In the ever-evolving world of Artificial Intelligence, developers regularly launch special tools for mainstream users and content creators alike. Not long ago, OpenAI introduced Sora and Google launched Vids, which can generate videos from text.
Stepping up the game, Microsoft has now unveiled the VASA-1 AI Video Generator. Showcasing a range of samples on their official website, the tool can craft a person's video from just a photo, with the resulting samples demonstrating remarkable outcomes.
Named Visual Affective Skills Audio, or VASA-1, this top-of-the-line model by
Microsoft
exquisitely generates facial expressions. It is capable of reflecting a wide spectrum of emotions and feelings through photos on our faces.
Put simply, one can generate videos with various expressions from a single, static picture. This tool uses facial muscles, lips, nose, the tilt of the head, and other factors to craft the video. Some of these groundbreaking videos have been made public.

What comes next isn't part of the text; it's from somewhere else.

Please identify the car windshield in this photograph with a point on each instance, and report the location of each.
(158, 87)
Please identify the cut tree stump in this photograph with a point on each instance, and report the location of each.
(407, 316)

Currently, Microsoft VASA-1 can create videos with a maximum resolution of 512×512 pixels at 40fps. The company claims that with VASA-1, the videos produced are as expressive as you are in real life.
Source: aajtak
The VASA-1 has been presented by Microsoft as a research demonstration and they've made it clear that there is no plan to release the product to the public or to provide an API, as there's potential for misuse.
The VASA-1 tool is akin to OpenAI's Sora. Both tools excel in generating realistic videos. While Sora includes complex videos with backgrounds and artifacts, VASA-1 focuses primarily on human expressions. Nevertheless, neither tool is currently available to the public domain.